Banks and non-banks feeling the fines
The seriousness placed on AML is further witnessed by the number and significance of recent fines leveled to banks and even non-bank institutions. For example, Caesars Palace, a major player in the global gaming industry, was recently fined $9.5 million for lax standards of due diligence relating to AML. Obviously, not just large banks show up on the regulator’s radar.
Regulation 2017: A pain in the tech? Or the next big data thing?
In fact, as technology has advanced, so have regulators’ expectations. Banks now utilize, or at least examine, the viability of various new tech solutions. Big data technologies such as Apache Hadoop, with its enhanced processing power, allow institutions to sift through enormous piles of data. This includes information obtained through social media, which can continuously monitor clients and beneficial owners. Hadoop can provide the backbone of an AML platform by including functionality to facilitate predictive analytics, and which can be used for data collection and preparation, evaluation and investigation.

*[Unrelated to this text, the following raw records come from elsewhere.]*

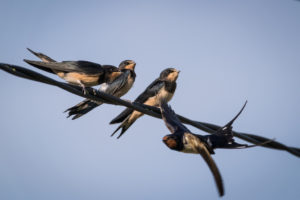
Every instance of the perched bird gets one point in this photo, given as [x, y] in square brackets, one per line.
[117, 87]
[82, 73]
[161, 88]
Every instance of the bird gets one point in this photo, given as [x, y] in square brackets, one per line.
[81, 73]
[118, 87]
[161, 88]
[183, 140]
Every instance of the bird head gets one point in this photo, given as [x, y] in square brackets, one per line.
[172, 141]
[127, 64]
[169, 74]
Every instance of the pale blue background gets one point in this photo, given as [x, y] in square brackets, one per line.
[228, 51]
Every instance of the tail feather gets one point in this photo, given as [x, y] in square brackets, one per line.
[36, 64]
[125, 125]
[41, 56]
[122, 116]
[82, 108]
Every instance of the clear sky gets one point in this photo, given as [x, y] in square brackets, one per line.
[228, 52]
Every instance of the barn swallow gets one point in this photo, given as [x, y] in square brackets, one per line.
[81, 73]
[117, 87]
[161, 88]
[183, 140]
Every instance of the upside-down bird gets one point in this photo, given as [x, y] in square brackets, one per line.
[183, 140]
[161, 88]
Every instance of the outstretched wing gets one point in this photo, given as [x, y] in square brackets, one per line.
[200, 147]
[171, 120]
[70, 66]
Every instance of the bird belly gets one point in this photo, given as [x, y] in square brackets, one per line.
[126, 87]
[187, 148]
[163, 94]
[86, 80]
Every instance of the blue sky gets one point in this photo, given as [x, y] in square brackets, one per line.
[227, 51]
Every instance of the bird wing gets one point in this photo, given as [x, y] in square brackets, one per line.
[85, 67]
[201, 148]
[171, 120]
[118, 83]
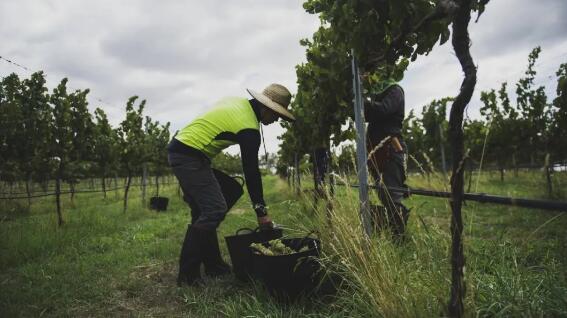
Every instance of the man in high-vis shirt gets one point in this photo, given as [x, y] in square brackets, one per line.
[231, 121]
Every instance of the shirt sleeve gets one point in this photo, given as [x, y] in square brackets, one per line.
[387, 105]
[249, 141]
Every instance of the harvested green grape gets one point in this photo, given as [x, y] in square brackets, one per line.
[275, 247]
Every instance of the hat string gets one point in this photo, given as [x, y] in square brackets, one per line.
[264, 143]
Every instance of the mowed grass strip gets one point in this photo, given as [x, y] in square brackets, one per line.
[103, 262]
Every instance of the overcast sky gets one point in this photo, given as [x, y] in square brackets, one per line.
[182, 56]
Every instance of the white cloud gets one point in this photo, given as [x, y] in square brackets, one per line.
[182, 56]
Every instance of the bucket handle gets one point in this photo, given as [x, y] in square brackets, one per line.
[245, 229]
[242, 181]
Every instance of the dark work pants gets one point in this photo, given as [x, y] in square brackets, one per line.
[201, 189]
[393, 174]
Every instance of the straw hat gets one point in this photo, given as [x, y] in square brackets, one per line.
[276, 97]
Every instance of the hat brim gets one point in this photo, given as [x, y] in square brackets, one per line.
[266, 101]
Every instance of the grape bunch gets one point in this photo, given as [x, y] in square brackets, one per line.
[275, 247]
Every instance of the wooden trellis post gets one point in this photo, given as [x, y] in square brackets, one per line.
[362, 169]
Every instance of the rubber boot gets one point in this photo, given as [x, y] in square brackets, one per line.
[214, 264]
[400, 218]
[191, 257]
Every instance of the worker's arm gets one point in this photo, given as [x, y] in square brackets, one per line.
[389, 104]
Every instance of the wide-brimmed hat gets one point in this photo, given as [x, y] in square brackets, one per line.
[277, 98]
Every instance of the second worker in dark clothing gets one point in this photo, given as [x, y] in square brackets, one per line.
[384, 111]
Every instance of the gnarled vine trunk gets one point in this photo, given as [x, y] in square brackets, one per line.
[461, 44]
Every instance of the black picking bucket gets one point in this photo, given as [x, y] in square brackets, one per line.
[231, 189]
[159, 203]
[288, 277]
[239, 249]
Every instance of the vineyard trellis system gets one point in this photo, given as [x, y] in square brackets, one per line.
[20, 196]
[478, 197]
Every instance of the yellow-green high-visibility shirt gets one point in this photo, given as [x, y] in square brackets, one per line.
[218, 128]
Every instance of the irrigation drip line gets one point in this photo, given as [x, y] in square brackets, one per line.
[66, 192]
[480, 197]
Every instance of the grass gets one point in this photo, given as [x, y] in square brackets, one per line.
[103, 262]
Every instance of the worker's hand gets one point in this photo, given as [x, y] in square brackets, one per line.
[265, 223]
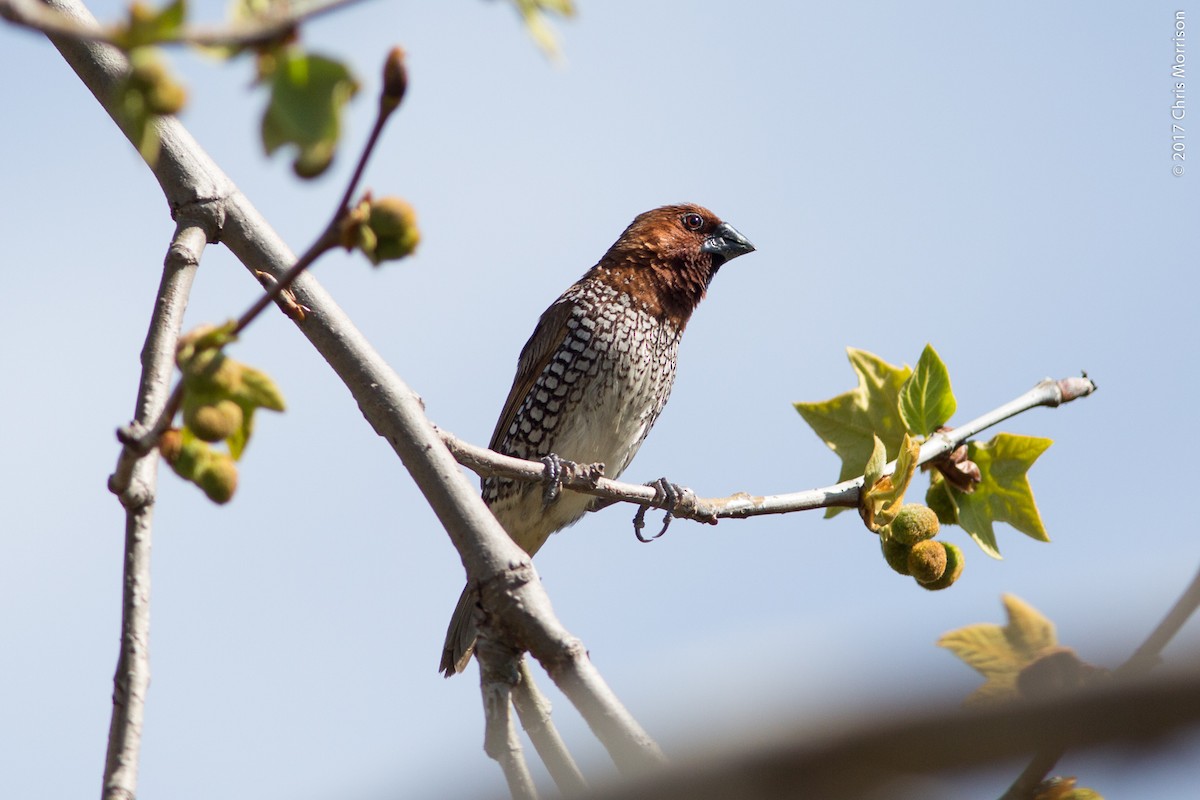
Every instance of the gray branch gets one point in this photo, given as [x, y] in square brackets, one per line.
[834, 763]
[534, 711]
[135, 483]
[497, 677]
[588, 479]
[197, 190]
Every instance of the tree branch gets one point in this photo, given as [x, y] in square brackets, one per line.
[828, 762]
[1144, 659]
[193, 184]
[587, 479]
[135, 483]
[497, 677]
[534, 710]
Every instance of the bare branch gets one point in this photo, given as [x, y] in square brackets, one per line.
[135, 483]
[509, 584]
[534, 710]
[587, 479]
[828, 762]
[497, 677]
[521, 613]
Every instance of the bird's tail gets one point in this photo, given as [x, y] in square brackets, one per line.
[461, 635]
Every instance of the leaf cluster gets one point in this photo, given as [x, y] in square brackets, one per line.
[879, 420]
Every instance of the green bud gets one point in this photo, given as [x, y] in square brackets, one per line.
[171, 444]
[217, 476]
[313, 160]
[213, 421]
[915, 523]
[927, 561]
[895, 554]
[394, 223]
[953, 567]
[395, 80]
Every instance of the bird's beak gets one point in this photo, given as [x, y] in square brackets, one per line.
[725, 244]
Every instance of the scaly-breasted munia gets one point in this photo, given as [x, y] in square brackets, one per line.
[597, 372]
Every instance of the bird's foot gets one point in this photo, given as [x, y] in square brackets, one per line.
[552, 476]
[666, 493]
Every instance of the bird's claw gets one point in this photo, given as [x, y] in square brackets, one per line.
[552, 477]
[665, 492]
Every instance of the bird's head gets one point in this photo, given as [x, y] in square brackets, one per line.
[667, 257]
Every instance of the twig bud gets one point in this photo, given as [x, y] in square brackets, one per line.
[395, 80]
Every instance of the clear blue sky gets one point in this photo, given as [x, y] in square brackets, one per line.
[994, 179]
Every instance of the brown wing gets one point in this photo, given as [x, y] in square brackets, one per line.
[546, 337]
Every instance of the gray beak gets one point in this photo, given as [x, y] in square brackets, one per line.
[725, 244]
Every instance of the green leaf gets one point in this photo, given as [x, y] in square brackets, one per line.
[1003, 494]
[941, 499]
[875, 464]
[307, 96]
[997, 653]
[849, 422]
[927, 401]
[533, 13]
[150, 25]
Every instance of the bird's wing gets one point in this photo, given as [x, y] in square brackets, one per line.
[546, 337]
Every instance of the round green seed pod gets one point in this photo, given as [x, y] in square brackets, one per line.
[217, 477]
[213, 421]
[953, 567]
[927, 561]
[915, 523]
[895, 554]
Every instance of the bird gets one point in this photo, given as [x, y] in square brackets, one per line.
[595, 374]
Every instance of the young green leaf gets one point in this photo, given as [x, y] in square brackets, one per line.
[1000, 654]
[307, 96]
[1003, 493]
[533, 13]
[150, 25]
[927, 401]
[849, 422]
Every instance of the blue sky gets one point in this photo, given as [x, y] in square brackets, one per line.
[995, 180]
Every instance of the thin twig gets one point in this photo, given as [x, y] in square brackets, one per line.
[139, 438]
[534, 711]
[1143, 660]
[135, 483]
[262, 30]
[190, 179]
[330, 236]
[497, 677]
[587, 480]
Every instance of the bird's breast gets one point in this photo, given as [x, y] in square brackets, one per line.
[595, 398]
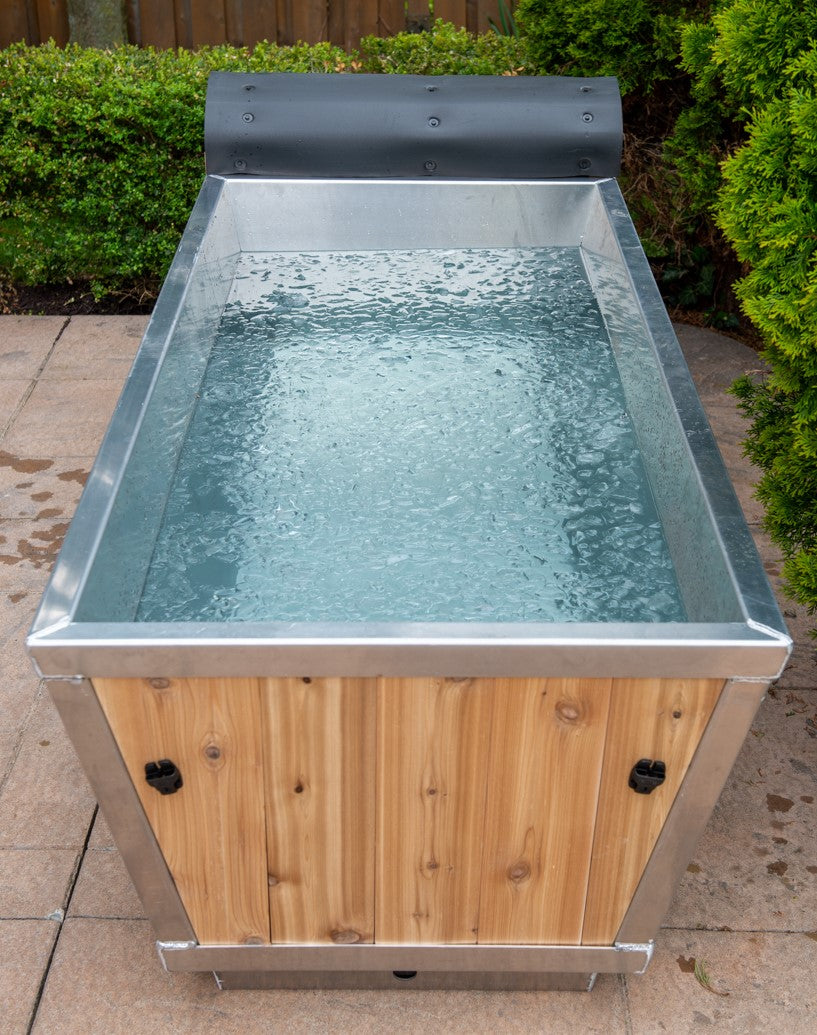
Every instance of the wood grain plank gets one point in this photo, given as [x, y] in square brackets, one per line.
[433, 737]
[157, 24]
[260, 22]
[659, 718]
[211, 831]
[320, 790]
[53, 21]
[545, 767]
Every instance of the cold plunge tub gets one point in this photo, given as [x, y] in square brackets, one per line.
[408, 567]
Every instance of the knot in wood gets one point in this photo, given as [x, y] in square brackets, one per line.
[519, 871]
[345, 937]
[567, 711]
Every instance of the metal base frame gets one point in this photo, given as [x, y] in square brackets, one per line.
[405, 980]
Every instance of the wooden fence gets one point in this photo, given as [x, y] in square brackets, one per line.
[193, 23]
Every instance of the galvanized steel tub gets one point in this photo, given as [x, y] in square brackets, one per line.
[407, 803]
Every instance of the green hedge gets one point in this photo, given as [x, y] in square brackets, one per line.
[636, 40]
[100, 151]
[767, 206]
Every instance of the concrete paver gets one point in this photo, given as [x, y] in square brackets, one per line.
[35, 883]
[758, 982]
[46, 801]
[25, 952]
[746, 907]
[63, 418]
[25, 344]
[114, 965]
[104, 889]
[755, 868]
[95, 348]
[34, 496]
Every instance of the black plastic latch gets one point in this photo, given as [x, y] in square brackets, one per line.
[646, 775]
[164, 775]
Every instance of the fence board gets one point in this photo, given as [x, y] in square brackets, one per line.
[156, 24]
[450, 10]
[308, 21]
[207, 22]
[195, 23]
[350, 20]
[417, 10]
[181, 9]
[390, 18]
[259, 22]
[13, 22]
[53, 21]
[486, 9]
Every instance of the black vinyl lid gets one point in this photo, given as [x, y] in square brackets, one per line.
[290, 124]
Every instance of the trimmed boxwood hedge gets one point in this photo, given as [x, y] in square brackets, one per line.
[101, 155]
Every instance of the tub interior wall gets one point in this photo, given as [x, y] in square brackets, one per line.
[624, 289]
[114, 584]
[318, 215]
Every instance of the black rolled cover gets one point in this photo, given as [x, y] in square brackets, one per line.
[290, 124]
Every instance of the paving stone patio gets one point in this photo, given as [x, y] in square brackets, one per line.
[76, 952]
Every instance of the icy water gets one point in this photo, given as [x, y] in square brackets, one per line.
[411, 436]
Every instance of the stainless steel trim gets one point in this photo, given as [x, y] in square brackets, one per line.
[620, 958]
[697, 796]
[593, 654]
[87, 727]
[422, 981]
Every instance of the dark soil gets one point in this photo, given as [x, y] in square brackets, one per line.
[68, 300]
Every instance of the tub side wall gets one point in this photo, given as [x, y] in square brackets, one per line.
[621, 288]
[184, 328]
[412, 811]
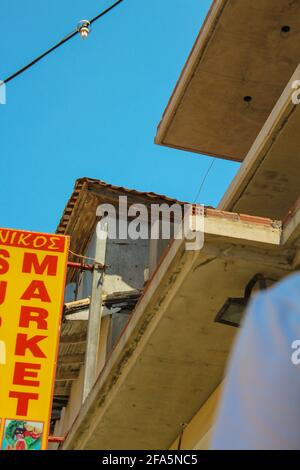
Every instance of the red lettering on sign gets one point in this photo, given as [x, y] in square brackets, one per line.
[3, 287]
[36, 290]
[23, 343]
[24, 370]
[33, 314]
[31, 263]
[4, 266]
[23, 401]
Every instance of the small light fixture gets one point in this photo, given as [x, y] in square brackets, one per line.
[233, 310]
[83, 28]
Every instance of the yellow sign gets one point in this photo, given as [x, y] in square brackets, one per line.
[32, 280]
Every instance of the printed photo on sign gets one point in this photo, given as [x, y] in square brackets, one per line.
[22, 435]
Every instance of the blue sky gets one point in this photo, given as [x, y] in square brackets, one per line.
[92, 107]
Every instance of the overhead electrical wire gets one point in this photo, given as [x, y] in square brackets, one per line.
[60, 43]
[204, 179]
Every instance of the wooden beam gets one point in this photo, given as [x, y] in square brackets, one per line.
[60, 391]
[64, 375]
[94, 323]
[71, 359]
[74, 338]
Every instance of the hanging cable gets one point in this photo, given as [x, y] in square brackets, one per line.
[82, 24]
[203, 180]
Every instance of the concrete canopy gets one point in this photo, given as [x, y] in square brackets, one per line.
[241, 52]
[172, 355]
[267, 183]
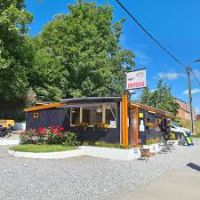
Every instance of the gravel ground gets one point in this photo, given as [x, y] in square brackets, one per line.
[85, 177]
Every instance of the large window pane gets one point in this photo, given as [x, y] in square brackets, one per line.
[92, 116]
[111, 115]
[75, 116]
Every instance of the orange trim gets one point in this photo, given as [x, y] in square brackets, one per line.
[125, 120]
[151, 109]
[135, 127]
[43, 107]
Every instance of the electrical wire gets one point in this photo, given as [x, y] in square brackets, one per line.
[195, 77]
[149, 34]
[154, 39]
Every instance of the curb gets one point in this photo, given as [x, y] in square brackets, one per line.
[48, 155]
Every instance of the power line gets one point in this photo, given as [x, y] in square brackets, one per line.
[154, 39]
[149, 34]
[195, 77]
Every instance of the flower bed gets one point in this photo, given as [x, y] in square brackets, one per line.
[35, 148]
[51, 135]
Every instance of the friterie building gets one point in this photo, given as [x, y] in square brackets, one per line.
[108, 119]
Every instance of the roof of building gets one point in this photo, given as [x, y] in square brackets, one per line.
[89, 100]
[151, 109]
[43, 107]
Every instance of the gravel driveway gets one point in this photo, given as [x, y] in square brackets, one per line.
[85, 177]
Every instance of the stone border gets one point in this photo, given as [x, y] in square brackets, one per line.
[101, 152]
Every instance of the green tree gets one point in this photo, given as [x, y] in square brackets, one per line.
[14, 50]
[161, 98]
[78, 54]
[15, 56]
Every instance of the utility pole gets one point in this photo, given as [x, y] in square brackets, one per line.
[188, 72]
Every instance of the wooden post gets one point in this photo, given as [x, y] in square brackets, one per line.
[125, 120]
[135, 126]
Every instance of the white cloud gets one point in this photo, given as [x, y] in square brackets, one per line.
[194, 91]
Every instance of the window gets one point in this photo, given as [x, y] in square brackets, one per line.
[111, 115]
[94, 115]
[35, 115]
[74, 116]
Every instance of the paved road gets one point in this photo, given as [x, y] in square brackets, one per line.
[86, 177]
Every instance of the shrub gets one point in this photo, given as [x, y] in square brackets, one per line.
[104, 144]
[51, 135]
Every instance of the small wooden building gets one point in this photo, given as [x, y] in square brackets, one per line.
[109, 119]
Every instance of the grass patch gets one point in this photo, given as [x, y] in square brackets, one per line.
[35, 148]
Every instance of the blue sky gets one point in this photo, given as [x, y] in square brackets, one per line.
[176, 24]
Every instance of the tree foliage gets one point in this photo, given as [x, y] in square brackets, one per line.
[15, 55]
[78, 54]
[161, 98]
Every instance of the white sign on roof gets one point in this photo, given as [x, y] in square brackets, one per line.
[136, 79]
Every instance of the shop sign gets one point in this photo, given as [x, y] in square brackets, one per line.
[136, 79]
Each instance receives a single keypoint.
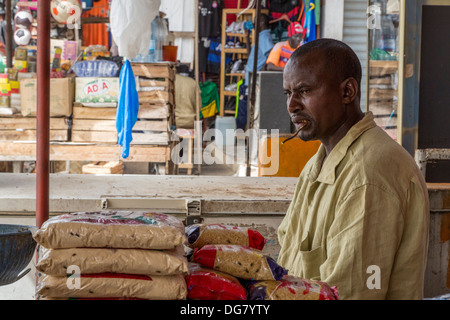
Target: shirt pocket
(311, 260)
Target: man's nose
(293, 105)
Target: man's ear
(349, 90)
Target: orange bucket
(170, 53)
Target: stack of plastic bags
(111, 255)
(228, 264)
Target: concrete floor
(25, 287)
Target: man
(281, 52)
(265, 44)
(359, 217)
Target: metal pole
(9, 33)
(43, 113)
(251, 105)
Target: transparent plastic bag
(96, 68)
(199, 235)
(239, 261)
(291, 288)
(111, 229)
(131, 27)
(112, 285)
(105, 260)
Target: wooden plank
(151, 125)
(154, 111)
(30, 123)
(102, 167)
(30, 135)
(111, 137)
(146, 111)
(110, 125)
(150, 138)
(80, 112)
(382, 94)
(10, 151)
(93, 125)
(153, 70)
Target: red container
(170, 53)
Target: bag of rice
(239, 261)
(100, 260)
(113, 229)
(115, 286)
(291, 288)
(208, 284)
(199, 235)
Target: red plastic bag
(207, 284)
(239, 261)
(292, 288)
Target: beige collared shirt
(360, 222)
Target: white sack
(130, 23)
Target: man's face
(314, 98)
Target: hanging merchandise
(210, 18)
(23, 21)
(127, 108)
(160, 33)
(210, 99)
(66, 11)
(310, 23)
(131, 26)
(96, 33)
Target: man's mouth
(301, 123)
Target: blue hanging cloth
(127, 108)
(310, 23)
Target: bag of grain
(291, 288)
(116, 286)
(55, 262)
(208, 284)
(112, 229)
(199, 235)
(239, 261)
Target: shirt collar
(327, 172)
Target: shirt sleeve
(362, 244)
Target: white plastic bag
(130, 25)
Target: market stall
(225, 226)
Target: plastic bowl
(17, 248)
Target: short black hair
(264, 18)
(339, 57)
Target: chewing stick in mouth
(295, 134)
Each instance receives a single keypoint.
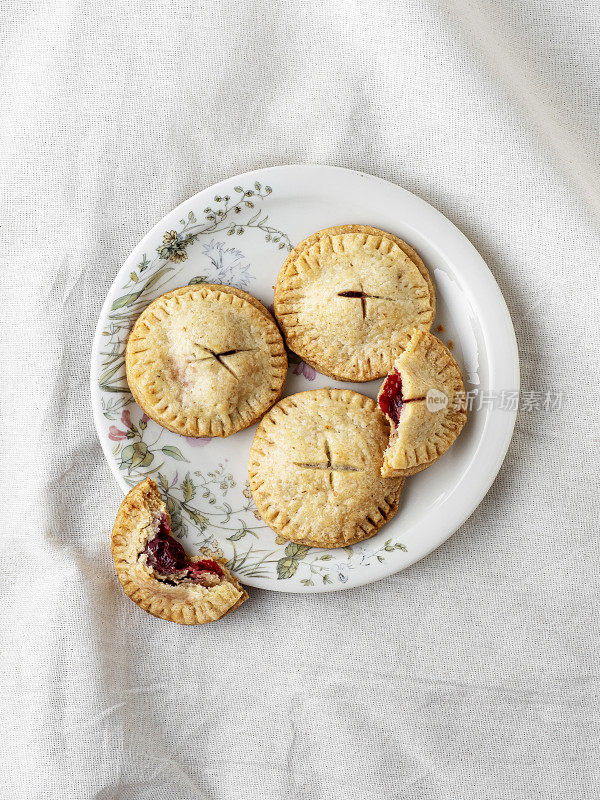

This helps financial institutions stay a step ahead of those wishing to use their banking relationship to further illegal activities.
During client onboarding, financial institutions must perform the Know Your Customer (KYC) or Customer Identification Program (CIP) process. By utilizing these tools, financial institutions can monitor activity and “flag” behavior that falls outside the expected norms. This unusual activity might signal suspicious behavior—or just a change in business operations. Regardless, this would merit a review by a member of a bank’s AML team. Case management solutions can now automate the generation of investigations by AML investigators. The goal: Identify potential issues more consistently and thus reduce omissions and false positives.
RPA saving the day
Another technology, Robotic Process Automation (RPA), utilizes a form of artificial intelligence. It’s now embraced by many major financial institutions as an alternative to using humans for various mundane, repetitive tasks. The major drivers are cost reduction and improved efficiency, as software robots can complete tasks currently performed at offshore locations. Perhaps in tandem with other technologies, RPA can be leveraged to improve efficiency, reduce onboarding costs and maintain the due diligence of an institution’s client activities.
Putting it all together: Utilization meets expectation
Banks will face challenges implementing these technologies. Integration and governance of data sources ranks among the most onerous issues banks face in other regulatory areas, such as Comprehensive Capital Analysis and Review (CCAR). This is because data is often maintained across various platforms and data models. If institutions lack a central utility for onboarding, they must normalize and integrate to derive the most benefit from these new data and analytical tools.
As the past few years attest, the number of new and updated regulations continues to increase. And the burden it places on banks and other financial institutions globally has proven dramatic: It forces these institutions to review their operating models, data and technology. But advances in data processing tools help banks to leverage information, structured and unstructured, from sources as varied as internal applications to social media.
In the end, the costs of these implementations, including RPA, must be considered a necessity and opportunity to improve efficiency in an area that once required teams of analysts and investigators. New technologies can provide the mechanisms—coupled with the implementation of business processes—that best leverage these new capabilities. And that’s good news, because as utilization of these data automation tools continues to grow, expectations of regulators are bound to rise as well.